3.   HPEs in June–July 2020
  • Precipitation in June–July 2020 over YHRV was characterized by the long persistence, wide extent, and record-breaking accumulated amount (Chen et al., 2020; Zhang et al., 2020). From the time–latitude cross section of the daily precipitation along 112°–121°E, it can be seen that, although the rainband showed north–south oscillation, heavy precipitation fell steadily in YHRV (Fig. 3a). Out of the 61 days in June and July, 30 days underwent precipitation no less than 50 mm day−1 over at least 5% stations in YHRV (Fig. 3b). According to Niu et al. (2018), days with 50 mm or more precipitation accumulation at no less than 15 neighboring grids (0.5° × 0.5° grid) over YHRV are first identified objectively. Based on subjectively examining the onset, evolution, and retreat of key synoptic processes from the daily synoptic charts, the identified heavy precipitation days belonging to the same synoptic process are classified into one HPE. Ultimately, a total of 16 HPEs are identified over YHRV in June–July 2020, durations of which are marked by the red horizontal lines in Fig. 3b. Some of these HPEs are connected with no interval but are not grouped into one event because the key influential synoptic process has altered. At the most concentrated stage of precipitation from 10 June to 22 July, the longest interval between the HPEs is only 3 days (Fig. 3b). Based on the 16 HPEs over YHRV in June–July 2020, the skills of the refined KISAM and the NWP model from ECMWF in forecasting heavy precipitation at the medium-to-long range are evaluated.

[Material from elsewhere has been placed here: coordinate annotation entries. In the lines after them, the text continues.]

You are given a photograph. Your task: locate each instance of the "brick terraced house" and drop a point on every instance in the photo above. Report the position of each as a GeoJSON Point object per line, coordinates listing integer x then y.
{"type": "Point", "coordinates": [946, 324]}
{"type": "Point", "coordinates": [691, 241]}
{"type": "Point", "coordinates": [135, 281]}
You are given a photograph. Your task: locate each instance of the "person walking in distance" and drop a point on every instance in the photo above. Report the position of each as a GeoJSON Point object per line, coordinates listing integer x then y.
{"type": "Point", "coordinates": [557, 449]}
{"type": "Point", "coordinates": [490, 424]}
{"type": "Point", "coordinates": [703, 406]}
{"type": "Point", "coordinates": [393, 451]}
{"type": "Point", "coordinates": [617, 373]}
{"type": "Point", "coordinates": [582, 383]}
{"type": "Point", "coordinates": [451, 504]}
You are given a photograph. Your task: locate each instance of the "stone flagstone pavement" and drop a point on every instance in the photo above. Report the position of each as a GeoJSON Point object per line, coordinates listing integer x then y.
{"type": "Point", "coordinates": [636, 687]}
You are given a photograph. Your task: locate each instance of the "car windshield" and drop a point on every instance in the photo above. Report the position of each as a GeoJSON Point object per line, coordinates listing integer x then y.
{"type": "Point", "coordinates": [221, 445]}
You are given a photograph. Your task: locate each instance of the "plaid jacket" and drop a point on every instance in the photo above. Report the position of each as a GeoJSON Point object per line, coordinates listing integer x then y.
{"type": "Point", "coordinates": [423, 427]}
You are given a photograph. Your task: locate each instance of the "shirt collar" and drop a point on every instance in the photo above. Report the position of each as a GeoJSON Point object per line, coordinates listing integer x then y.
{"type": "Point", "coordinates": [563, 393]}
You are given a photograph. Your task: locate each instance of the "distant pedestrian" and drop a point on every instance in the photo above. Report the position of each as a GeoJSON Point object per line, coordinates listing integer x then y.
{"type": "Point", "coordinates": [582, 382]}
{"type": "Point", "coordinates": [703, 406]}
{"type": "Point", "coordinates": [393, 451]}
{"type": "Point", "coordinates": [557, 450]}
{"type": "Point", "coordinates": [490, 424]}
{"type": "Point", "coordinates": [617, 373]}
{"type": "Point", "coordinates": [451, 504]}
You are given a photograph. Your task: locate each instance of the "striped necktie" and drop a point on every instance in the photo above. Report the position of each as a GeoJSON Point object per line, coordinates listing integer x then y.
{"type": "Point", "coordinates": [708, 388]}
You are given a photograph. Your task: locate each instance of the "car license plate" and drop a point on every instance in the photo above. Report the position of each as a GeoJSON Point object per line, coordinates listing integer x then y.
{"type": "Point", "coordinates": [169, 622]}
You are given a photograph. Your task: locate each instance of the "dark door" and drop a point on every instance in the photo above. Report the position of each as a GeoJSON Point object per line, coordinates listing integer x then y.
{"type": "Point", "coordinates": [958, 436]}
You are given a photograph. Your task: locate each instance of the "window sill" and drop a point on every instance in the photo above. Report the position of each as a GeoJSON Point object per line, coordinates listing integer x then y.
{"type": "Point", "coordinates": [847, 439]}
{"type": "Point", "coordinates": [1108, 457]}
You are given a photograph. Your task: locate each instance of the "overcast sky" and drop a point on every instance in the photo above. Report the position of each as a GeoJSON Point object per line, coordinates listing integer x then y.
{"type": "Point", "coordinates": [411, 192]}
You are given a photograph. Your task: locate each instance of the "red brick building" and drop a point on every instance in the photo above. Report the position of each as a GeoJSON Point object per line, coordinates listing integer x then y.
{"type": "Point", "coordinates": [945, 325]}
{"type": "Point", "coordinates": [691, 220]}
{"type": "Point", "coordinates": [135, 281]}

    Figure 3.  (a) The time–latitude cross section of daily precipitation (mm day−1) averaged along 112°–121°E from 1 June to 31 July and (b) proportion of stations with daily precipitation exceeding 50 mm in YHRV (26°–34°N, 112°–121°E). The horizontal red lines and numbers in (b) indicate the 16 HPEs identified by the object-oriented method(请作者补充蓝色和橙色图注在图b中;且the black dashed line代表什么?).

4.   Performance of KISAM and ECMWF
  • As what has been pointed out in the section on verification methods, for the 15-day forecasts, an x-day HPE could be forecasted as long as 16 minus x days in advance. The duration of the 16 HPEs identified in YHRV ranges from 1 to 6 days, indicating that the longest forecast lead time of these HPEs varies from 10 to 15 days. Therefore, forecast performance could be validated for all the 16 HPEs at lead times of up to 10 days. At lead times longer than 10 days, the number of HPEs used in verification decreases with the increasing lead time (Figs. 4, 7). TS, which measures the degree of coincidence between the forecast and observed events for a given precipitation threshold, is used here to indicate the relative forecast accuracy. For heavy precipitation no less than 25 mm day−1 during the 16 HPEs in June–July 2020, the TSs achieved by KISAM, KISAM_ms, and ECMWF ensemble mean generally decline with the extension of lead time (Figs. 4a, b). This point is also evidenced by the more occurrences of no skill (TS amounts to zero) at longer lead times (Figs. 4c, d). Noteworthily, the skill of ECMWF ensemble mean in forecasting heavy precipitation decreases more sharply than KISAM and KISAM_ms with the increase of lead time, especially between the lead time of 5 and 6 days, which is also demonstrated in Fig. 5. Exactly at the lead time of 5–6 days, advantages of KISAM and KISAM_ms over ECMWF ensemble mean in forecasting heavy precipitation emerge and get more highlighted at longer lead times (Figs. 4a, b). Through the comparison of performance in the forecast of each HPE, ECMWF ensemble mean beats KISAM and KISAM_ms for more times at 1–4 lead days. However, at lead times longer than 4 days, KISAM and KISAM_ms exhibit higher skill than ECMWF ensemble mean in more HPEs (Figs. 4c, d). All the above facts indicate that forecast products from KISAM perform better than ECMWF in capturing the precipitation at the threshold of 25 mm day−1 during the 16 HPEs at the medium-to-long range. Since TS does not distinguish the source of the forecast error, SR, POD, and BIAS are further examined.

    Figure 4.  Average TSs of (a) KISAM and ECMWF ensemble mean, and (c) frequencies of when KISAM and ECMWF ensemble mean score higher than each other or both score zero for the forecasting of daily precipitation ≥ 25 mm day−1 during the 16 HPEs at 1–15 lead days. (b) and (d) are the same as (a) and (c), but for KISAM_ms. The numbers of HPEs used in the verification on each lead day are indicated on the top axis(请作者再次确认大图题及各个小图的纵坐标名称及是否有单位).

    Figure 5.  Categorical performance diagram for KISAM and ECMWF ensemble mean in forecasting precipitation no less than 25 mm day−1 at the lead times of 1–15 days during the 16 HPEs. The horizontal and vertical axes indicate SR and POD, respectively. Blue dashed lines represent BIAS with labels on the outward extension of the line, while labeled yellow solid contours are TSs(请作者确认图中重叠数字,是否妥当).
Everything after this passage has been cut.